Fenway Center Developer Has New Model For ?Building On Air?
By Paul McMorrow
Banker & Tradesman Staff Writer
Yesterday
Developer John Rosenthal said the revenue sharing agreement he and state transportation officials announced Thursday afternoon will become a model for getting air rights developments off architectural boards, and onto the streets.
"This will absolutely be a model," said Rosenthal, the developer behind the proposed $500 million, 1.5 million square foot Fenway Center project. "Other air rights projects will be built based on this."
While predevelopment work on most other Turnpike projects has ground to a halt over the past several months, Rosenthal and state officials have been huddling, working to overcome the kinds of financing and construction hurdles that grounded Columbus Center.
They emerged Thursday with a revenue-sharing agreement that will give Rosenthal breathing room on the front end, and grant the state a windfall of hundreds of millions of dollars on the back end.
Rosenthal's development site straddles Turnpike lanes and parking lots between Beacon Street and Brookline Avenue, in the shadow of Fenway Park. Half is solid ground, and half is air. Rosenthal said he's paying market rates for the site as if it were entirely land. His firm will assume sole responsibility for building the deck above the Turnpike.
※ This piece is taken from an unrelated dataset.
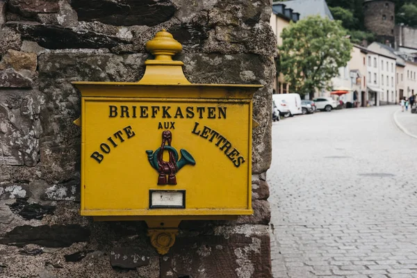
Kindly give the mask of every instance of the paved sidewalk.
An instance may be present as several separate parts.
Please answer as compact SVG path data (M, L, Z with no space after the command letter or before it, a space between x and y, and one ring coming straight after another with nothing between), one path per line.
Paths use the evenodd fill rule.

Initially, Rosenthal said, lease payments will flow back to his firm to make up for the cost of developing buildings above the roadway.
"They recognize the difficulties of building on air," he said. "We'll treat is as prepaid rent. Once the deck is economically neutral, net payments flow to the state."
Rosenthal estimated that the state would net more than $300 million in revenue over the 99-year lease's lifetime.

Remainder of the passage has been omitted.